Budi menerangkan, anak-anak yang vonis hukumannya di bawah 1 tahun
ditempatkan di Lapas Klaten dengan alasan dekat dengan keluarga. Adapun
anak-anak dengan vonis hukuman di atas 1 tahun seharusnya dibina di
Lapas Khusus Anak Kutoarjo di Kutoarjo, Jawa Tengah. "Namun, ada
beberapa anak yang divonis di atas 1 tahun tetap berada di Klaten karena
keputusan pengadilan," kata Budi.
Sebagian besar anak-anak tersebut masuk ke lapas karena terlibat
kasus pencurian. Ada pula yang masuk karena melakukan kekerasan seksual
berkelompok.
Dalam proses rehabilitasi, selain didampingi para petugas lapas dan
dinas sosial, mereka juga dibimbing oleh lembaga swadaya masyarakat
Sahabat Kapas.
Wajib diversi
Koordinator Sahabat Kapas Dian Sasmita, yang membina sejumlah ABH di
Klaten, Kutoarjo, Wonogiri, dan Surakarta, mengungkapkan, rehabilitasi
anak di lapas umum berdampak menambah trauma ABH.
"Undang-Undang Nomor 11 Tahun 2012 tentang Sistem Peradilan Pidana
Anak (UU SPPA) menegaskan, (tindakan pidana yang diancam) hukuman di
bawah 7 tahun harus melalui proses diversi (pengalihan penyelesaian
perkara anak dari proses peradilan pidana ke proses di luar peradilan
pidana). Apabila ABH harus dimasukkan ke lapas, harus yang khusus anak.

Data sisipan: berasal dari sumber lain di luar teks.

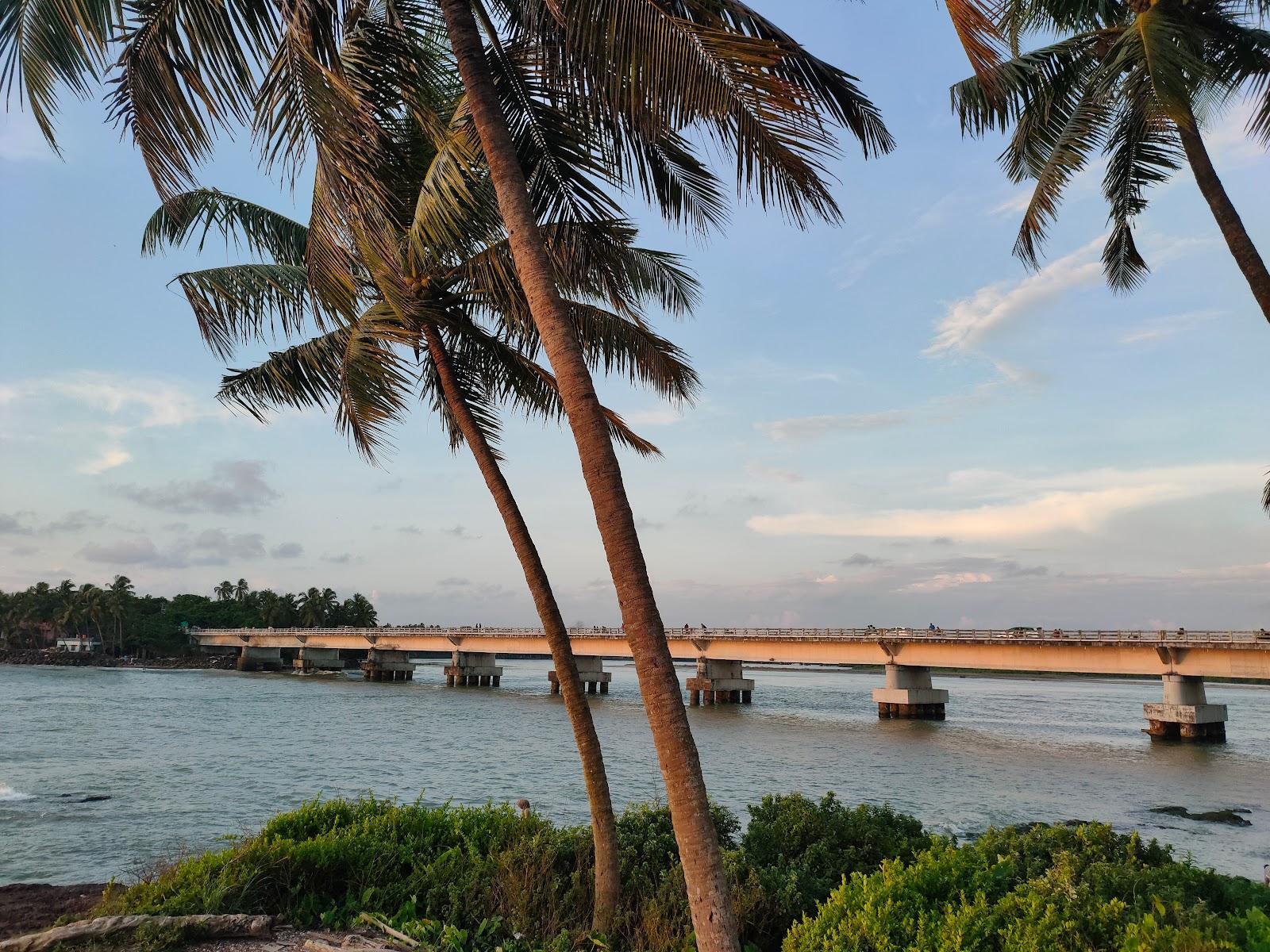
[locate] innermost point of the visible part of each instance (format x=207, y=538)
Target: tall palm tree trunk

Sayangnya, dalam penerapannya belum semua jajaran aparat penegak hukum
mengerti," ujarnya.
A, misalnya, remaja yang menjalani hukuman kurungan 5 tahun karena
kasus kekerasan seksual. Berdasarkan Pasal 49 Peraturan Menteri Hukum
dan Hak Asasi Manusia Nomor 21 Tahun 2016, ABH yang direhabilitasi di
lapas khusus anak bisa mendapat pembebasan bersyarat jika sudah
menjalani setengah masa hukuman.
Namun, karena A direhabilitasi di lapas umum, kesempatan pembebasan
bersyarat baru memungkinkan jika dia sudah menjalani dua pertiga masa
hukuman. "Ini tidak adil dan tidak sesuai dengan UU SPPPA," ujar Dian.

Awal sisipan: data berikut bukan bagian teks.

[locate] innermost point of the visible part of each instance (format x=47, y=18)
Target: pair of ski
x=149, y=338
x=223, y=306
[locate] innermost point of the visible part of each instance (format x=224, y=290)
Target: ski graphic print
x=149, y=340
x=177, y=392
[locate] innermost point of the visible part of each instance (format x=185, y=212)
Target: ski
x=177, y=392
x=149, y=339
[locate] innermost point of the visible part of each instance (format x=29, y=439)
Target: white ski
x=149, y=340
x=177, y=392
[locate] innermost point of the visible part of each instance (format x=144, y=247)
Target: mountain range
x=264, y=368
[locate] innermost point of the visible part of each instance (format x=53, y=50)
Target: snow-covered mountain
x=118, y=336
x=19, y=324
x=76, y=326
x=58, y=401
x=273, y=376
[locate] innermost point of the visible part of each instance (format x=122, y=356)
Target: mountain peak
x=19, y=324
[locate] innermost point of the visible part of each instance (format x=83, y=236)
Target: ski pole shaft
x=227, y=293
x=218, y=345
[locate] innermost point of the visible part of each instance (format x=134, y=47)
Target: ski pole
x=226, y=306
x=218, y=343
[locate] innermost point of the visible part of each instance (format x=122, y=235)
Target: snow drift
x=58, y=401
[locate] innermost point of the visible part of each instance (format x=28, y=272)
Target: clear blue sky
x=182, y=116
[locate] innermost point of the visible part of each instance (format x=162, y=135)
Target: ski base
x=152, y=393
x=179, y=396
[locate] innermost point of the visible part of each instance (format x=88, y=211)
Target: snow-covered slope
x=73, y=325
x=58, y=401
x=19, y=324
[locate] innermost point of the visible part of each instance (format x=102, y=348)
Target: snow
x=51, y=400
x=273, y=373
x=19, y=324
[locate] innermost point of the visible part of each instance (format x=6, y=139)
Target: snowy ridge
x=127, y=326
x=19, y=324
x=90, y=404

Di dalam lapas, ABH menjalani berbagai kegiatan rehabilitasi, seperti
membuat prakarya. Salah satunya membuat pigura sambil membahas anggota
keluarga yang fotonya ingin mereka pajang di pigura itu. "Dari berbagai
diskusi dan permainan terungkap, anak-anak ini mengalami kekerasan
fisik, verbal, dan penelantaran sejak kecil," kata Dian.

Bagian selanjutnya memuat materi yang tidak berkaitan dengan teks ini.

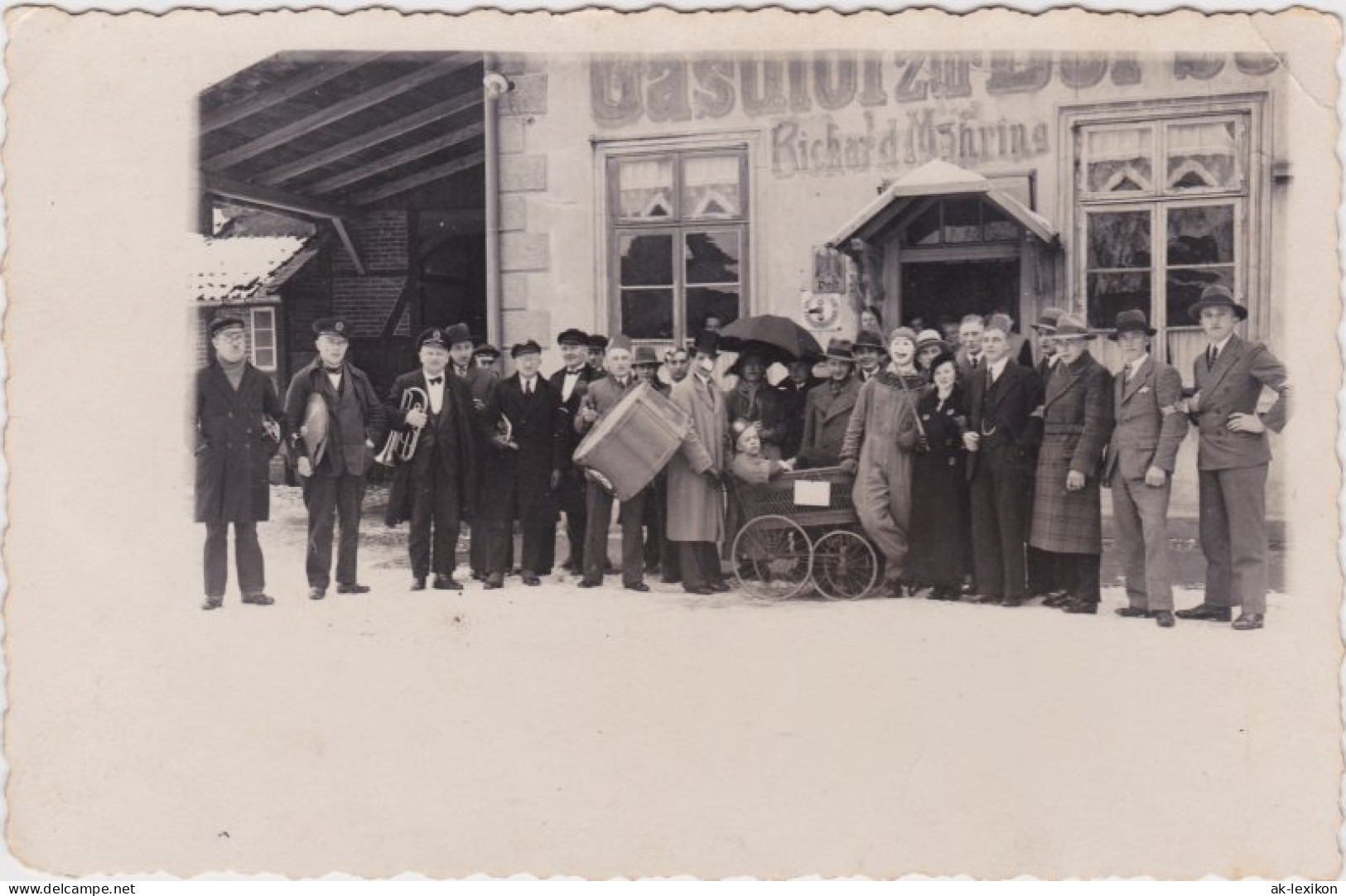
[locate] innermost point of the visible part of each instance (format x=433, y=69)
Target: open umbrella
x=775, y=336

Kondisi ekonomi keluarga yang sulit membuat orangtua sibuk mencari
nafkah. Di samping itu, orangtua juga tak memiliki pendidikan memadai
sehingga dalam mendisiplinkan anak cenderung memakai kekerasan. "Ketika
mereka masuk lapas, anak-anak sudah putus asa dan beranggapan tak pantas
memiliki kehidupan layak," ucapnya.
Relawan dan konselor kemudian memotivasi kembali para ABH agar
percaya bahwa mereka bisa berubah menjadi manusia yang positif. Hal itu
merupakan tantangan berat karena stigma masyarakat menyambut mereka di
kala bebas.
Kepala Seksi Bimbingan Narapidana/Anak Didik dan Kegiatan Kerja Lapas
Klaten Eko Bekti mengatakan, orangtua ABH rutin dipanggil untuk turut
dibimbing konselor dalam meluaskan wawasan pengasuhannya. Selain itu,
mereka juga bekerja dengan program Desa Layak Anak yang berlangsung di
sembilan desa untuk terus membimbing anak ketika sudah keluar lapas.